Stagiairs die toegang willen krijgen tot de EU moeten voldoen aan de algemene voorwaarden van artikel 7 van richtlijn 2016/801. Daarnaast moeten stagiairs voldoen aan de specifieke voorwaarden voor stagiairs (artikel 13 van richtlijn 2016/801). In bepaalde gevallen kan een lidstaat besluiten een erkenningsprocedure op te zetten voor de entiteit die de stagiair gaat ontvangen (artikel 15, lid 1 van richtlijn 2016/801).
Met de verklaring van Bologna in 1999 verklaarden de betrokken staten om een Europese ruimte voor hoger onderwijs te creëren. Naast de EU-lidstaten zijn bij het zogenoemde Bolognaproces ook een aantal derde landen betrokken. Mede in het licht van het Bolognaproces was het wenselijk dat de toegang van onderdanen van derde landen tot het hoger onderwijs in de EU werd vergemakkelijkt. In richtlijn 2016/801 zijn voorschriften vastgesteld voor de toegang en het verblijf van studenten uit derde landen in de EU.
Om in aanmerking te kunnen komen voor een verblijfstitel als student dient de student te zijn aangenomen bij een instelling voor hoger onderwijs in de EU. Het volgen van de studie moet de hoofdactiviteit van het verblijf vormen. Van belang is dat de studie wordt afgesloten met een door de lidstaat erkend getuigschrift (diploma's, titels of doctorsgraad).
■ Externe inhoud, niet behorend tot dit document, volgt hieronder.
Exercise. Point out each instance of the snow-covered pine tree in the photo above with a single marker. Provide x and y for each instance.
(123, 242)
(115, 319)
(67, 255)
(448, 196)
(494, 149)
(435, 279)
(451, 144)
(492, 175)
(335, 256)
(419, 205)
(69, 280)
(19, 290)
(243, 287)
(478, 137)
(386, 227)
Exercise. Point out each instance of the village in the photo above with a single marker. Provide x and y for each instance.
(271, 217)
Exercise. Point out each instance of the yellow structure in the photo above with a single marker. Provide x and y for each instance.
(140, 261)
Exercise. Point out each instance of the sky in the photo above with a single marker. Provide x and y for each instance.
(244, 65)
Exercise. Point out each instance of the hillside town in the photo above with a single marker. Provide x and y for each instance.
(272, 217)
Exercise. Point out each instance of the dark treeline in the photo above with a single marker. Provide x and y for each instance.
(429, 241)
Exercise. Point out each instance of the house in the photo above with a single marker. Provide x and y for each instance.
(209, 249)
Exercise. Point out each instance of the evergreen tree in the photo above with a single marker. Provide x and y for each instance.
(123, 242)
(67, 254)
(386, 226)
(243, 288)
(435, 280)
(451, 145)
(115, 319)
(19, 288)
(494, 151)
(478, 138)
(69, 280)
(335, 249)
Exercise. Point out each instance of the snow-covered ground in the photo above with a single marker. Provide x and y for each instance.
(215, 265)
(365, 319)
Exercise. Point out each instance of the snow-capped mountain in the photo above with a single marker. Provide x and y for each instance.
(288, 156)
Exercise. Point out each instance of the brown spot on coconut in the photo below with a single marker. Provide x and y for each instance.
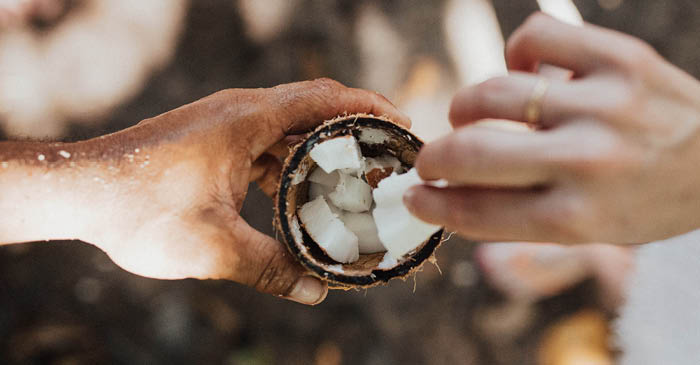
(382, 145)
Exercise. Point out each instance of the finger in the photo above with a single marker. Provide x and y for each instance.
(304, 104)
(480, 214)
(480, 156)
(507, 98)
(298, 107)
(503, 215)
(266, 173)
(543, 39)
(264, 264)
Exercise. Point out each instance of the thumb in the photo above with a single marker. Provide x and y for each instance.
(265, 265)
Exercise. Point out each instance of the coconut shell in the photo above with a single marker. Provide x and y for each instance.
(376, 136)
Indien dit noodzakelijk is, kan een derdelander ook al tot de EU worden toegelaten om een vooropleiding voor de studie te kunnen volgen (artikel 3, onder 3, richtlijn 2016/801).
Studenten uit derde landen die een verzoek indienen voor de toekenning van een verblijfstitel als student moeten voldoen aan de algemene voorwaarden van artikel 7 van richtlijn 2016/801. Daarnaast moet aan de specifieke voorwaarden voor studenten worden voldaan (artikel 11 van richtlijn 2016/801).
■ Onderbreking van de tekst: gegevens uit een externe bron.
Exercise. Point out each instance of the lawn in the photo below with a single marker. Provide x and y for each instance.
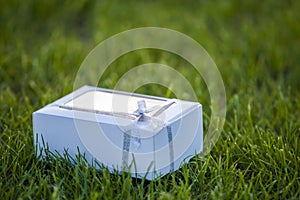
(256, 46)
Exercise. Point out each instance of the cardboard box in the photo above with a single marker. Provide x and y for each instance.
(145, 135)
Een derdelander kan toegang tot de EU worden verleend indien hij deelneemt aan een vrijwilligersprogramma. Het vrijwilligersprogramma moet door de betrokken lidstaat of de EU zijn erkend als een programma dat gericht is op solidariteitsactiviteiten. Het desbetreffende programma moet zonder winstoogmerk doelstellingen van algemeen nastreven. Daarnaast moeten de activiteiten van de derdelander, met uitzondering van een onkostenvergoeding en zakgeld, niet worden vergoed.
De voorwaarden voor toegang tot en verblijf van vrijwiligers uit derde landen in de EU zijn neergelegd in richtlijn 2016/801. Derdelanders die in aanmerking willen komen voor een verblijfstitel als vrijwilliger moeten voldoen aan de algemene voorwaarden (artikel 7 van richtlijn 2016/801) en een aantal specifieke voorwaarden voor vrijwilligers (artikel 14 van richtlijn 2016/801). De lidstaten kunnen besluiten om een erkenningsprocedure op te zetten voor instellingen voor hoger onderwijs, scholen en organisaties die verantwoordelijk zijn voor vrijwilligerswerk (artikel 15 van richtlijn 2016/801).
Richtlijn 2011/98 voorziet in de mogelijkheid om als derdelander slechts één aanvraag te doen voor zowel een verblijfstitel als een arbeidsvergunning. De derdelander moet in een EU-lidstaat arbeid in loondienst verrichten en moet op grond van het nationale recht of de nationale praktijk in een EU-lidstaat mogen werken (artikel 2, onder b, richtlijn 2011/98). Naast de voorwaarden voor toegang en verblijf, verplicht de richtlijn de EU-lidstaten om derdelanders op een aantal terreinen op dezelfde manier te behandelen als eigen onderdanen. Het gaat onder meer om de arbeidsvoorwaarden, de erkenning van diploma's en belastingvoordelen (artikel 12, lid 1, richtlijn 2011/98). Richtlijn 2011/98 wordt met ingang van 22 mei 2026 vervangen door richtlijn 2024/1233 (zie het ECER-bericht over die richtlijn).